Illicit financial flows divert critical financial resources away from investments in renewable energy infrastructure, innovative technologies, and initiatives aimed at mitigating the adverse effects of climate change. About USD 88.6 billion is lost annually through illicit financial flows in Africa. Up to USD 50 billion is also lost through money laundering in Africa per year. These funds otherwise had the potential to support the development of cleaner energy sources and climate-resilient infrastructure. However, they are drained out of a country’s financial system through illegal and illicit channels, thereby undermining the country’s capacity to address their energy concerns effectively. 

The diversion of illicit funds from developing countries severely impacts their ability to facilitate a Just Transition and undertake renewable energy initiatives. It also erodes investor confidence in those countries. In fact, these countries where IFF is predominant are attractive only to investors who hope to benefit from the IFF trends since legitimate and ethical investors would ordinarily prefer business environments with formidable legal and regulatory frameworks. 

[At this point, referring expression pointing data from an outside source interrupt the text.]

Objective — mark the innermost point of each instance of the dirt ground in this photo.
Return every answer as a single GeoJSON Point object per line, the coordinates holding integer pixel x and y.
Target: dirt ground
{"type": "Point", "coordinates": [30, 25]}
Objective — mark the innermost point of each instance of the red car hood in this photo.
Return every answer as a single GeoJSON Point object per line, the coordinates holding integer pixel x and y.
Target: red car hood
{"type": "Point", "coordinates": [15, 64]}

On the flip side of access to finance is access to technology needed to propel clean energy innovations towards a low-carbon economy. While Africa continues to rise in prominence with respect to technological advancement, much more development is required to sufficiently develop technology to enhance production of affordable and accessible renewable energy raw materials and affordable and accessible consumption to serve more than 1.3 billion people in Africa. Baleine, the largest hydrocarbon discovery made by an energy company in Cote d’Ivoire is well on its way to becoming the first net-zero field (in terms of Scope 1 and Scope 2 emissions) in Africa. To scale this technology across the continent requires ripple investments across board bearing in mind the unique circumstances in each country in terms of topography, geography, politics, geopolitics, market structure, etc. 

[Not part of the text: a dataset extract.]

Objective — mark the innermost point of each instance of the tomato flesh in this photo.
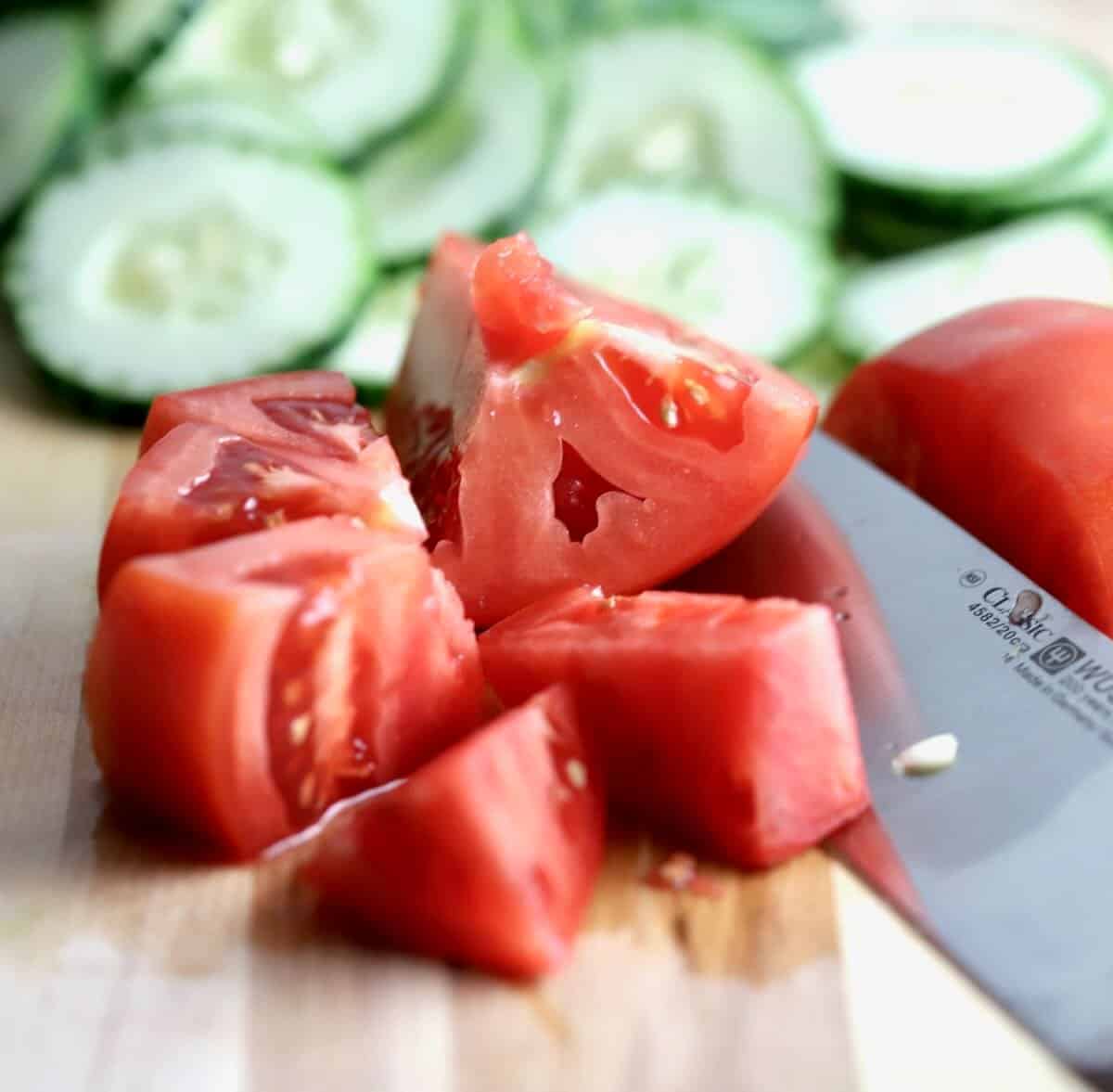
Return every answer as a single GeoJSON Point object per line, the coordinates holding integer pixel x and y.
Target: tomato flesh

The responsibility of curbing illicit financial flows out of Africa that hamper the success of the Just Transition does not lie with African countries alone. The destination of these illicit funds are usually developed countries. Hence those developed countries have a significant role to play in investigating suspected persons, prosecuting them and repatriating recovered funds to prospective countries. Pioneering a Just Energy Transition in Africa is dependent of retention of capital on the continent and the rebuilding of deficient legal and financial systems which, albeit, aid illicit financial flows out of the continent. More importantly, acute structural challenges presented by a lack of sophisticated financial system, weak legal and regulatory mechanisms and energy poverty need to be addressed alongside the menace of illicit financial flows in reducing reliance on fossil fuels, combating climate change, and ensuring energy access for all.